On Tue, 30 Sep 2003, Nate Lawson wrote:

> Here are "iostat 5" results for my USB thumb drive on a uhci(4) controller
> with 5.1-CURRENT.  On windows on the same box, it runs reasonably quickly.
> On FreeBSD, it really lags.  This is for a cp of a large file to a
> msdosfs-mounted flash drive.
>
>      da0
>   KB/t tps  MB/s
>   1.07  41  0.04
>   1.00  41  0.04
>   1.02  41  0.04
>
> Is there something we're doing on uhci(4) that makes each transfer only
> 1 KB?  If we upped it to 32 KB, it would be a more reasonable 1.2 MB/sec
> which is still well under the USB 1.1 max speed.

This is probably due to something we're not doing in msdosfs.  1K is
probably your msdosfs file system block size.  msdosfs is missing support
for clustering.  None of the lower levels (buffer cache, driver, usb)
in FreeBSD does clustering (the buffer cache has some support for it,
but this is mostly turned off because the file system doesn't ask for
it).  The lower levels not in FreeBSD (firmware and hardware) apparently
don't do clustering either.  This results in abysmal performance if
the msdosfs block size is small.  It would be twice as abysmal with
the minimum block size of 512.  Similarly for ffs with small block sizes
and lots of fragments if write clustering is turned off if the drive
doesn't do it.

My early model SCSI ZIP100 drive gave similar performance (command
overhead of about 25 msec = 40 tps).  My not so early model ATA ZIP100
drive now does 230 tps; its tps is almost independent of the block
size for block sizes <= 4K, so its performance is reduced by a factor
of "only" up to 8 by using small block sizes.

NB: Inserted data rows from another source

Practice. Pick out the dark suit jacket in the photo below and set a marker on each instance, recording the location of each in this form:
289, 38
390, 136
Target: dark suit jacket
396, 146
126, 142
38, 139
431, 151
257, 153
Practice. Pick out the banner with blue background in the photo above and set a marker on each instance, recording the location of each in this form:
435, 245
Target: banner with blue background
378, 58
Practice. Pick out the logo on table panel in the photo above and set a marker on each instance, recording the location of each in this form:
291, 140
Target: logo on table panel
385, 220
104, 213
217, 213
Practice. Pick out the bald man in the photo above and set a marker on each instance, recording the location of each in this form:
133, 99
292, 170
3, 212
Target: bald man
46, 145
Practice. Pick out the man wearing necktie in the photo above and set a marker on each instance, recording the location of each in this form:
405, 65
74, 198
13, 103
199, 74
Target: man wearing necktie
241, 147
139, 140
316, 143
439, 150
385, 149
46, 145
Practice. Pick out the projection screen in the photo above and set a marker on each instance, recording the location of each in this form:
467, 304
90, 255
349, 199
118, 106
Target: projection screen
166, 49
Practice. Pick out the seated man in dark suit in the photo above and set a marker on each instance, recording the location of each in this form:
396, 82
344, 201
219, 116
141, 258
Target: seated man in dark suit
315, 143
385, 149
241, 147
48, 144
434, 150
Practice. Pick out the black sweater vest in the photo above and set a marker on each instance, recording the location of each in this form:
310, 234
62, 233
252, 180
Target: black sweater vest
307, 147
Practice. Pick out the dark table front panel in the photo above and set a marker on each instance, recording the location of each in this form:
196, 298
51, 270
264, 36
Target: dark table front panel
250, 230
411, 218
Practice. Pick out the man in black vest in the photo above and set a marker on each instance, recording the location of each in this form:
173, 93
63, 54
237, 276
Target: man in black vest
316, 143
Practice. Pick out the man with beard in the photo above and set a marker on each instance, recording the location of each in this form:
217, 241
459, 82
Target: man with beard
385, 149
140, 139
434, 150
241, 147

The buffer cache also handles small block sizes poorly.  If nbuf is
2048, then a whole 1MB of data can be in the buffer cache for a file
system with a block size of 512.  Using such a file system will soon (*)
use most buffers for tinygrams and deplete the buffer cache for other
file systems.  However, disks will normally stay cached in VMIO buffers,
so this only thrashes the disk caches in memory, so it is now worse than
copying all the data several times per access.

(*) Only RSN with 41 tps :-).

Bruce